Is drug possession a felony or misdemeanor?
Misdemeanors and felonies are different punishments given to someone who has committed a crime. The classifications are based on the seriousness of the crime. The penalties that follow misdemeanors are usually small fines, probation, and jail time that is less than a year. Penalties that follow felonies are much more serious, usually it will entail at least one year of incarceration and serious fines.
The determination that a person receives a misdemeanor charge versus a felony comes down to the amount of drug that they have and whether they are a first time offender. Most of the time first time offenders with minimal amounts of drugs will receive a misdemeanor charge for their crimes. However, if the first time offender has a certain amount of drugs specified by the state, usually a large amount of the drug, then they will be charged with a felony.

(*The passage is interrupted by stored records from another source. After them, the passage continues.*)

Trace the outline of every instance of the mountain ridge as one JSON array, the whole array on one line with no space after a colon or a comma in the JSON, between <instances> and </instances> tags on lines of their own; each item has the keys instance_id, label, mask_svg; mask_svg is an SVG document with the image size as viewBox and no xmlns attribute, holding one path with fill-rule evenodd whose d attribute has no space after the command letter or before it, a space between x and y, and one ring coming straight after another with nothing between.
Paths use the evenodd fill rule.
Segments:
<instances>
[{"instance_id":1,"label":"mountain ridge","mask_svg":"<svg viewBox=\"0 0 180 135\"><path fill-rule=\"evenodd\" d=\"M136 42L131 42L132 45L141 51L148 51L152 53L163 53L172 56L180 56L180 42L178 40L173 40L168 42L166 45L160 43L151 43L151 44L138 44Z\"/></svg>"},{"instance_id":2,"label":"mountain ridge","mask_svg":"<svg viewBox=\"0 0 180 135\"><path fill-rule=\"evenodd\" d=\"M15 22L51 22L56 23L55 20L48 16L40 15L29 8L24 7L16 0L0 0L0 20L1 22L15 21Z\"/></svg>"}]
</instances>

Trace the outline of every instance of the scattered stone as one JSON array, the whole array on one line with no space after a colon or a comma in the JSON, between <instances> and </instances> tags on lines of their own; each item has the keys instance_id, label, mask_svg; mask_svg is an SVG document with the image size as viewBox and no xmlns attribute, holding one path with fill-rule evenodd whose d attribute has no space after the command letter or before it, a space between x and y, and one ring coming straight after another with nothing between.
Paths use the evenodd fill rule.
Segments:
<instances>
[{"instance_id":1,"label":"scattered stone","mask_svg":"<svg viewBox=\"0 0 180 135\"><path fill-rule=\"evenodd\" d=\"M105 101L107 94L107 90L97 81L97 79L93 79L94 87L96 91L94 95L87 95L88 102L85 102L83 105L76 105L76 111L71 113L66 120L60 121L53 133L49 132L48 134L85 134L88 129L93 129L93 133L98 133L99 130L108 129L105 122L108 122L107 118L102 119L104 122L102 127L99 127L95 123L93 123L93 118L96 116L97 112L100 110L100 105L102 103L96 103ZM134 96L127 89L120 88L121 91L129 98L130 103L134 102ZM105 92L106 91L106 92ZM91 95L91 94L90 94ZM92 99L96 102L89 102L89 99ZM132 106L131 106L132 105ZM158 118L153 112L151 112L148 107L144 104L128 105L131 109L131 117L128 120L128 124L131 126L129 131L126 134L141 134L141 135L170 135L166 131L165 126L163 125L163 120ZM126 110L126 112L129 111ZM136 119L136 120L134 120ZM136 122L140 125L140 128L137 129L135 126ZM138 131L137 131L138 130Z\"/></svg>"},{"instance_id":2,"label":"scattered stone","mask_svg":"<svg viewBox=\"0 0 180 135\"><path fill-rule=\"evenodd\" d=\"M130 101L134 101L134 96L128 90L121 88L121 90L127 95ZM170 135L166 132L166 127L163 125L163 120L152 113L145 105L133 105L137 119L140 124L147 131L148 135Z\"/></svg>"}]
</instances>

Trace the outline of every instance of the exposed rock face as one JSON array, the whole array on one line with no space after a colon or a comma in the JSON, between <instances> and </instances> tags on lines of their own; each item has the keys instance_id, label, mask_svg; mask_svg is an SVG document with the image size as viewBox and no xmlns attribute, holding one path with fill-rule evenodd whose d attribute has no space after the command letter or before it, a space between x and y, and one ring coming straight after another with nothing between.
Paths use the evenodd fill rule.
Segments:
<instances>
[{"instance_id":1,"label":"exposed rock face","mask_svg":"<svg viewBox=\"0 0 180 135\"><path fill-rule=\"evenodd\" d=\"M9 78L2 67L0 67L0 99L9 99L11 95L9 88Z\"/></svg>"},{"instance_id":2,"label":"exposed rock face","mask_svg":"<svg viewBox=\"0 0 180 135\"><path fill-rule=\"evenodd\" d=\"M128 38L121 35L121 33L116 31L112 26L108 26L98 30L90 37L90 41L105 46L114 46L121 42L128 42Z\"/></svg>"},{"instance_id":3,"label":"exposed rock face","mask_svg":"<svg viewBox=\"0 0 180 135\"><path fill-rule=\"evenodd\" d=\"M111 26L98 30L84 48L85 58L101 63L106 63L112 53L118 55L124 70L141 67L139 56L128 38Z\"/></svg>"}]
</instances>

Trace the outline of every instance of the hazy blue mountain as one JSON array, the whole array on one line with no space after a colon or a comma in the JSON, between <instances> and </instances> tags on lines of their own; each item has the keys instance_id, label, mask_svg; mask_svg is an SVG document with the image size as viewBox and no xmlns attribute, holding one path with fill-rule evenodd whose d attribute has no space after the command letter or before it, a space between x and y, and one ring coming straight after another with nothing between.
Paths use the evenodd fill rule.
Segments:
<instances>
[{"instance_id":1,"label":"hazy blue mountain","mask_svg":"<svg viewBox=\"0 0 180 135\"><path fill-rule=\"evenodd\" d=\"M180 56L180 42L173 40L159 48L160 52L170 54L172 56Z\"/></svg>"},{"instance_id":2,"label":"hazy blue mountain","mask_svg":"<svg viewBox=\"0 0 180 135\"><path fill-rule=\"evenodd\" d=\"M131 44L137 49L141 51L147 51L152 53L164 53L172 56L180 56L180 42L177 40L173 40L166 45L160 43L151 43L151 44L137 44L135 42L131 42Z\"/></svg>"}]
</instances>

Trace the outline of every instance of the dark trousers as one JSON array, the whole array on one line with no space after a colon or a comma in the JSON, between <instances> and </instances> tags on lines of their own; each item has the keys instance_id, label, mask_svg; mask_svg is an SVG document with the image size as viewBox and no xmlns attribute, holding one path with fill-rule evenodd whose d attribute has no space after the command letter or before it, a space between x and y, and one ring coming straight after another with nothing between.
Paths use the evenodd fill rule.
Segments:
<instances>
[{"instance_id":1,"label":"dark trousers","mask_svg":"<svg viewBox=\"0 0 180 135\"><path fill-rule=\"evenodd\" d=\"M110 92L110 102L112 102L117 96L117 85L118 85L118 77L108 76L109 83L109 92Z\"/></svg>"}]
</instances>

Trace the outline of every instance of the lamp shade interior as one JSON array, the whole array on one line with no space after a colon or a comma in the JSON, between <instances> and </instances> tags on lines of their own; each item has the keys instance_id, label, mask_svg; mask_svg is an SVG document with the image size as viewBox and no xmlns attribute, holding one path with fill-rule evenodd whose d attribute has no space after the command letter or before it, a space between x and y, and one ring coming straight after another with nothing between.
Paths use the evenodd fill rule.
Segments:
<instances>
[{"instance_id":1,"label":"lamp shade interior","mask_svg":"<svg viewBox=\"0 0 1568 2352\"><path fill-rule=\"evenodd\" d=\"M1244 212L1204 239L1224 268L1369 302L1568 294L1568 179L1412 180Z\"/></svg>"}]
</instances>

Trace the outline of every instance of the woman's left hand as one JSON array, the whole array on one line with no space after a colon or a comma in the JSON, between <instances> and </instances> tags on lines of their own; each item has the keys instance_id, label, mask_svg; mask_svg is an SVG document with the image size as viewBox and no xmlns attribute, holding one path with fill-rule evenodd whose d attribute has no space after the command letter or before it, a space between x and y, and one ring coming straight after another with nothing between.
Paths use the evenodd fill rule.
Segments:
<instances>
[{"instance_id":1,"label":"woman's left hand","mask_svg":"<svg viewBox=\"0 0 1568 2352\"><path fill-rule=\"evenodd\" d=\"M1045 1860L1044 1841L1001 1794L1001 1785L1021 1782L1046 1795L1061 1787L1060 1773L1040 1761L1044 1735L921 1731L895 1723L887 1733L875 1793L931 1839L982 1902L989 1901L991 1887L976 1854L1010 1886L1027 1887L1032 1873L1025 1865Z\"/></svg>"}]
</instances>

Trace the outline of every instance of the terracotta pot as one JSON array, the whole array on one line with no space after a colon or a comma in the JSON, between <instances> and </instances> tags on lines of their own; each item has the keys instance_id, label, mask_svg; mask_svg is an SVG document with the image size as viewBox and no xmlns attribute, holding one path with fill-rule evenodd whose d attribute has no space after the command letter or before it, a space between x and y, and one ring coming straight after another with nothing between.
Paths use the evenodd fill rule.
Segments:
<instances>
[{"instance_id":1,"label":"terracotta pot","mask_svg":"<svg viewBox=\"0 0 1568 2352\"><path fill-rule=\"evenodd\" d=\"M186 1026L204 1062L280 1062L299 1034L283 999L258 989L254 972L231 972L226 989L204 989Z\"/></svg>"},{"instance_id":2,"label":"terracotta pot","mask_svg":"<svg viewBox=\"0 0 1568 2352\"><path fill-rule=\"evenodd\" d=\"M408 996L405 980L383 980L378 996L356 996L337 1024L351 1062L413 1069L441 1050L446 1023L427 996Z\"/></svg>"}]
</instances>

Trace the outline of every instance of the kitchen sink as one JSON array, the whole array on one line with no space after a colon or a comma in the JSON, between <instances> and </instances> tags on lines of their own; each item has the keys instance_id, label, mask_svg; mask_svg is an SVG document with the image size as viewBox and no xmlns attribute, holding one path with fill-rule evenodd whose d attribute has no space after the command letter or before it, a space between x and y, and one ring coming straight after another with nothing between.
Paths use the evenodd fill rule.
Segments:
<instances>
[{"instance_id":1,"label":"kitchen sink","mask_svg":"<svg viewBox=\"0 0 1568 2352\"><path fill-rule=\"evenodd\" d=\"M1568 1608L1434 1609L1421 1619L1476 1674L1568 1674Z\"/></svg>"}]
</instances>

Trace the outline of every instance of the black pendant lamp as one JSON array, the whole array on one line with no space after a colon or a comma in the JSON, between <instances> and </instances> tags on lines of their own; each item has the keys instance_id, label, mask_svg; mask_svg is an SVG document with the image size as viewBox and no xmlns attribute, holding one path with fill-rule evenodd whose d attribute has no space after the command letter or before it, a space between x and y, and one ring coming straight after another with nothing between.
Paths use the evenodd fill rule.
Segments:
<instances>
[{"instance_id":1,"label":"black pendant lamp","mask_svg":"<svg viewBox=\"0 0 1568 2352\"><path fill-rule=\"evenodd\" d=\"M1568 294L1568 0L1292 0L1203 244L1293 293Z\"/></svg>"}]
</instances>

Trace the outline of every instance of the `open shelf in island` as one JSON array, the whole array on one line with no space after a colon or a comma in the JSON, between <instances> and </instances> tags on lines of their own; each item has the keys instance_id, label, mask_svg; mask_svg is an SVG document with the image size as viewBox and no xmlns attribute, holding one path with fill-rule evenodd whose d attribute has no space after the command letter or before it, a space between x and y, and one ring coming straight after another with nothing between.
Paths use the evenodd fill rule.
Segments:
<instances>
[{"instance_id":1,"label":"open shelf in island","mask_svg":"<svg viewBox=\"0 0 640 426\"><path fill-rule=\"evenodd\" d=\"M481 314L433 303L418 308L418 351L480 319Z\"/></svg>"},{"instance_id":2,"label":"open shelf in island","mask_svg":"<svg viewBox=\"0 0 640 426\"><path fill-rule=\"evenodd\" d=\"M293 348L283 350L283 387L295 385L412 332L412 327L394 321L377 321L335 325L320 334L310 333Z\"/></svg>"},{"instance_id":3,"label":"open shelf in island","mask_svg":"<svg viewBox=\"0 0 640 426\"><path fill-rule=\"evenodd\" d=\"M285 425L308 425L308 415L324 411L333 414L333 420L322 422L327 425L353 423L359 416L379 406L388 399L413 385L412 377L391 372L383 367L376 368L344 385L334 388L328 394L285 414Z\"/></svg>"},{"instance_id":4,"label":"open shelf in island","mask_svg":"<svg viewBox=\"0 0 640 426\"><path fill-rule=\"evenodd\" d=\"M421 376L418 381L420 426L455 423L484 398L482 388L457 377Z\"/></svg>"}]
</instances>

Felony charges comes into play as discussed above with a large amount of drugs in possession. It does not matter whether you are a first time offender or not. The other time that it comes into play is when the offender is a repeat offender. It may be their third or fourth time being caught with drugs which will lead to a felony charge.
Is drug possession a federal crime?
Many times whether a drug possession is a federal crime comes down to jurisdiction. This jurisdiction can come in certain situations. The most common is that the crime occurred while crossing state lines. It can also be a federal crime if it takes place on federal land such as an Indian Reservation or national park. Another way that it can become a federal crime is determined by who the arresting officer is. If the officer is a federal officer, then the likelihood that the crime will be federal is higher.
The last way that drug possession is a federal crime hinges on the seriousness of the crime. The more serious the crime the more likely it will be a federal crime. For example, a large drug operation that is bringing in a lot of revenue will be charged as a federal crime. Federal charges will open you up to different crimes due to the fact you are in the federal realm. When the crime is a federal crime, it will usually carry with it heavier penalties than state crimes. This can be shown in the number of months that a person is incarcerated and the large fines imposed.
Federal Crimes can be present in any of the above specified categories. However, depending on the situation the federal government can step in at anytime making the crime a federal crime.
How to fight drug possession charges?
Many people are arrested every year on drug possession charges. They are concerned about their future and how it will be affected. At times, the small drug offenses can be handled by paying small fines and taking rehabilitation courses. Essentially paying the fines and taking the course is a way out that the court has prescribed for individuals who are caught with small amounts of drugs to receive a second chance. The person must be clean from drug use and complete the courses. The jurisdictions that allow such action will drop the charges and it will not appear on their record.
Another, more difficult, way to challenge a drug possession charge is on the merits. This is usually done by seeking to make the seized evidence, usually drugs, inadmissible in court. There are times that arguments can be made concerning the manner in which the police obtained the drugs. If you can show that the officers did not have probable cause before obtaining the evidence, then the drugs may not be used as substantive evidence. Lack of probable cause can be shown to invalidate a search of a vehicle or to show that a search warrant is invalid. It is not impossible to make these arguments, but at times it will be difficult to reach the level of proof needed to show that there was a lack of probable cause.